NOTE: If you are using suite2p "spks.npy", then the GUI will automatically use the "iscell.npy" file in the same folder to subsample your recording with the chosen cells.
Running the code
rastermap can be run the same way as the T-SNE embedding algorithm or other algorithms in scikit-learn. Rastermap is a class which has functions fit, fit_transform, and transform (embeds new points into original embedding).
(input should be n_samples x n_features like t-sne, etc)
# >> from github << import sys sys.path.append('/media/carsen/DATA2/Github/rastermap/rastermap/') from mapping import Rastermap # >> from pip << from rastermap import Rastermap model = Rastermap(n_components=1, n_X=30, nPC=200, init='pca') # fit does not return anything, it adds attributes to model # attributes: embedding, u, s, v, isort1 model.fit(sp) plt.imshow(sp[model.isort1, :]) # fit_transform returns embedding (upsampled cluster identities) embedding = model.fit_transform(sp) # transform can be used on new samples with the same number of features as sp embed2 = model.transform(sp2)
Rastermap first takes the specified PCs of the data, and then embeds them into n_X clusters. It returns upsampled cluster identities (n_X x upsamp). Clusters are also computed across Y (n_Y) and smoothed, to help with fitting.
- n_components : int, optional (default: 2) dimension of the embedding space
- n_X : int, optional (default: 40) size of the grid on which the Fourier modes are rasterized
- n_Y : int, optional (default: 0) number of Fourier components in Y: will be used to smooth data for better PCs
- nPC : nparray, int, optional (default: 400) how many of the top PCs to use during optimization
- alpha : float, optional (default: 1.0) exponent of the power law enforced on component n as: 1/(K+n)^alpha
- K : float, optional (default: 1.0) additive offset of the power law enforced on component n as: 1/(K+n)^alpha
- init : initialization of algorithm (default: 'pca') can use 'pca', 'random', or a matrix n_samples x n_components
Rastermap model has the following attributes after running 'fit':
- embedding : array-like, shape (n_samples, n_components) Stores the embedding vectors.
- u,sv,v : singular value decomposition of data S, potentially with smoothing
- isort1 : sorting along first dimension (n_samples) of matrix
- isort2 : sorting along second dimension (n_features) of matrix (if n_Y > 0)
- cmap : correlation of each item with all locations in the embedding map (before upsampling)

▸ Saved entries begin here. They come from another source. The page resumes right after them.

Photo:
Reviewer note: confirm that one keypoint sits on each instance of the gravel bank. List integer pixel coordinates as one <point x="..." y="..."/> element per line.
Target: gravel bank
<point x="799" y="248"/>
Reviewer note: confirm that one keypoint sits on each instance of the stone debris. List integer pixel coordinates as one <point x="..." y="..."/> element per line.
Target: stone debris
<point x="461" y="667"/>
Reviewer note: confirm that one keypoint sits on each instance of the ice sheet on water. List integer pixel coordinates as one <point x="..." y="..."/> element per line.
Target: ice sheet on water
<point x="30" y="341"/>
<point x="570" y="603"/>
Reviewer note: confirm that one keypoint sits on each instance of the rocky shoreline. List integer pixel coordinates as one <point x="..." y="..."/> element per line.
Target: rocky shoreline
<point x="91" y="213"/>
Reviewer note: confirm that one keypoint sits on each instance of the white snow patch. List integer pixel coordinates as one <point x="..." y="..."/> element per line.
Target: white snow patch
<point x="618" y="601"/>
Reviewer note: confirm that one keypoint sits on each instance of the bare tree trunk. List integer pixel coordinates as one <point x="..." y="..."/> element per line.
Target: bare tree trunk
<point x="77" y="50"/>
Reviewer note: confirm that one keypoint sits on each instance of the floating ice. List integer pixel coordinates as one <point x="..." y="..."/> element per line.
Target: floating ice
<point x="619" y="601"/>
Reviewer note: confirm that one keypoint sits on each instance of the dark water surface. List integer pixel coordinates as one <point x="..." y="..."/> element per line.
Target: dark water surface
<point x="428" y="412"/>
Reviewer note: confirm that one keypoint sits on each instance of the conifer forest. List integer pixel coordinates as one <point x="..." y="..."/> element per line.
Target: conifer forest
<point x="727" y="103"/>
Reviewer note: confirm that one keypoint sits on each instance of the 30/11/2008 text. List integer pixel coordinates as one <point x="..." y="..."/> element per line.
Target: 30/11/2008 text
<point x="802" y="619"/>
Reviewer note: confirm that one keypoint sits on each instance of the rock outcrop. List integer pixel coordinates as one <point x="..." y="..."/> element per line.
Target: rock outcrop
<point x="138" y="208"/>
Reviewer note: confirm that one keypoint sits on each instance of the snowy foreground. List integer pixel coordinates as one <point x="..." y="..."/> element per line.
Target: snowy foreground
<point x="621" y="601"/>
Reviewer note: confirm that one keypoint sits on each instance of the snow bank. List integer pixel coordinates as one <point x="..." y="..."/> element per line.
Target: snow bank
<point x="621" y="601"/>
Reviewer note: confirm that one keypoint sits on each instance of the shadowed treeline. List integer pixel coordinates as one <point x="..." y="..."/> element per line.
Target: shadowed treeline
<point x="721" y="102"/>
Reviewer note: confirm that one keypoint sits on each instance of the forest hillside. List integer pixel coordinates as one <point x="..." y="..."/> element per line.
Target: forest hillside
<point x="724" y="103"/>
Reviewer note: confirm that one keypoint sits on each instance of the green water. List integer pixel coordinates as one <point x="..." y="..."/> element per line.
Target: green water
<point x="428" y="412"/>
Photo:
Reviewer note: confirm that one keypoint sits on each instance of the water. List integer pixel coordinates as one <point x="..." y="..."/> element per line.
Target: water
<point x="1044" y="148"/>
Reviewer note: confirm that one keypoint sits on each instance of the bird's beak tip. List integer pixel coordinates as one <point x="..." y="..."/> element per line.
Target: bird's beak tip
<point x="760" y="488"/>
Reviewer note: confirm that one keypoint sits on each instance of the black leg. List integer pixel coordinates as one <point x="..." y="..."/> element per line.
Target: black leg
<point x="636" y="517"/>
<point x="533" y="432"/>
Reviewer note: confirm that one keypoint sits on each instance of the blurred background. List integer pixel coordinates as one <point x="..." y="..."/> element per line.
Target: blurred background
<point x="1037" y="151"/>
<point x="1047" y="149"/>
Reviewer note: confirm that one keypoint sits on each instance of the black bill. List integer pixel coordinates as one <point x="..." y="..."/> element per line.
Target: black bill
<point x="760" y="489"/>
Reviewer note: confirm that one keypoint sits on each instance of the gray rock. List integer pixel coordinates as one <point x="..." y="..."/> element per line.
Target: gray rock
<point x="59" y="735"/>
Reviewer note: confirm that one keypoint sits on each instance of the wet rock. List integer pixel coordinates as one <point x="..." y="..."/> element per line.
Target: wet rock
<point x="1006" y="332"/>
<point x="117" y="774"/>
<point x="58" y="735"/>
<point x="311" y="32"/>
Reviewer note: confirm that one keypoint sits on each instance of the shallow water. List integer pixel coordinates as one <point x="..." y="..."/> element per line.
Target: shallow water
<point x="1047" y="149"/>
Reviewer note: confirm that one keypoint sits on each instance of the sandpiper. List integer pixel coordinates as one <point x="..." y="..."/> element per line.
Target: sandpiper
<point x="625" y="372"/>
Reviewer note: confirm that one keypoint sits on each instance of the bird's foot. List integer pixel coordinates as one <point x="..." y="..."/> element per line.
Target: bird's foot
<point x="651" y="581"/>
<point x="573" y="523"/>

- A : PC coefficients of each Fourier mode
This package was written for Python 3 and relies on numpy and scipy. The Python3.x Anaconda distributions will contain all the dependencies.
The matlab version requires Matlab 2016a or later. If you want to use the GPU acceleration (useGPU=1), then you need an NVIDIA GPU and the Parallel Computing Toolbox. Otherwise, I don't think it requires any additional toolboxes, but please let me know if it does in the issues.
The matlab code needs to be cleaned up but the main function to call is
mapTmap.m. This function is used in the example script
loadFromPython.m (loads suite2p outputs, requires npy-matlab).